At the meeting several key geographical changes were made. They included:
  • Dividing Germany and Austria into four zones of control.
  • Moving the German-Polish border west to the Oder-Neisse line (which was not recognized by West Germany until reunification with the East)
  • Transfer of Koenigsberg to the Union of Soviet Socialist Republics as part of Russia
  • The ethnic cleansing of German colonialists and ethnic Germans from Poland, Czechoslovakia, and elsewhere in Eastern Europe (up to 500,000 Germans were kicked out of the Sudetenland alone)

Along with the first point was the abandonment of Eastern Europe to Communism. The Polish Government, in exile since the start of the war, was ignored and the Soviets installed their own puppet government. The Russians also refused to acknowledge Potsdam's call for one Germany and started the German Democratic Republic (East Germany). Eastern Europe fell under Communism's grasp and it would not be until the 1990s liberation would come.

Potsdam plays a major role in historical geopolitics. The whole Cold War from the Berlin Airlift, to the Hungarian uprising, to the downfall of Yugoslavia all were made possible because of the concessions made at Yalta and Potsdam. The effects are still felt today. Eastern Europe is playing catch-up economically with Western Europe. The Eastern European nations are also more wary of Western European political leaders. Eastern European nations also split with Western Europe in the New versus Old Europe debate.

So on the sixty-second anniversary of the beginning of Potsdam, let us all remember that short term solution can cause long term problems. But more importantly, let us leave no world citizen behind.

Map of the tragedy which is twentieth-century European geopolitics


Adrian said...

What's your source on your implicit claim that the United States and Britain would have been able to roll the Soviet Union back from Eastern Europe? Saying that the US and UK "gave half of Europe" away implies that they had it to begin with, when it was occupied by millions of soldiers in the Red Army. Potsdam recognized the facts on the ground.
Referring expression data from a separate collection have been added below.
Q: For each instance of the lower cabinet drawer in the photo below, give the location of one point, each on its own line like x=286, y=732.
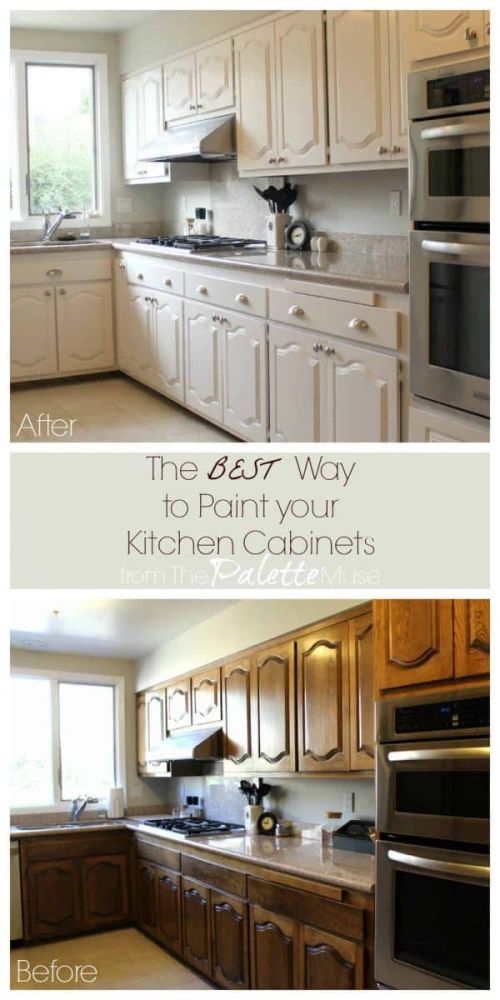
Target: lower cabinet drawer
x=369, y=325
x=149, y=272
x=239, y=295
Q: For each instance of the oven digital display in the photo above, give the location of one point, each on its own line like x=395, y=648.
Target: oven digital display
x=455, y=91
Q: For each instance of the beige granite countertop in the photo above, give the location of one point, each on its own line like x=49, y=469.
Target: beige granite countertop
x=377, y=272
x=306, y=858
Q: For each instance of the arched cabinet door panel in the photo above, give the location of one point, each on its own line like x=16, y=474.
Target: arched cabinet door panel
x=413, y=642
x=323, y=699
Also during the Cold War historically it was the Soviet Union who wanted a united and neutral Germany - it was the US/UK/NATO who kept Germany divided in order to keep West Germany in the NATO alliance.

Lexington Green said...

"...the abandonment of Eastern Europe to Communism."

What Adrian said.

The Red Army took the place by force of arms. The British were willing to do a "spheres of influence" deal, Churchill's famous "percentages formula", which Stalin checked with his famous blue pencil -- same one he used to check off the execution lists.

FDR and Truman insisted on human rights language and guarantees of democratic elections. This was a forlorn hope, but it was playing the long game. Eventually it worked. Only the USA kept the hope alive.

No scrap of paper was going to roll back the Red Army in 1945.

Catholicgauze said...

I do not make any claim about roll back. However, Patton thought it possible... only with unreasonably high costs. My post is more of an angry rant against the powers of be in the West that abandoned the legitimate pre-War governments-in-exile while thinking Stalin would be a fair overseer.

Anonymous said...

What a numbskull. There is no evidence at all to show that FDR was in a "weakened state" at Yalta, nor did he concede anything. He died of a stroke, for Christ's sake, an event which could take anyone at any time. Nor was Alger Hiss his advisor. Where in God's name did you get that? Hiss was a very junior assistant at Yalta and was in no position to advise the President on anything. And, by the way, every position Hiss did take at Yalta - presented to the Sec. of State - ran firmly counter to Soviet interests. So much for the Soviet agent. Do you get your history from a comic book?

Catholicgauze said...

The long running debate on Roosevelt's health continues [1]. Also, Roosevelt was slowly dying since his last reelection [2].

Hiss was not the adviser to Roosevelt but he was part of the US team concerning the United Nations at the conference.

Firmly counter to the Soviets? Like giving them extra votes at the UN?

Catholicgauze said...

One last note. Does anyone here dispute my final conclusion of "
So on the sixty-second anniversary of the beginning of Potsdam, let us all remember that short term solution can cause long term problems. But more importantly, let us leave no world citizen behind."

Adrian said...

No disagreement with learning lessons from Potsdam - I just think we disagree on what those lessons are! If you see Potsdam as a short-term solution with long-term problems, I see it as a short-term failure leading to a long-term success in 1989.

And of course, no disagreement with your last sentence.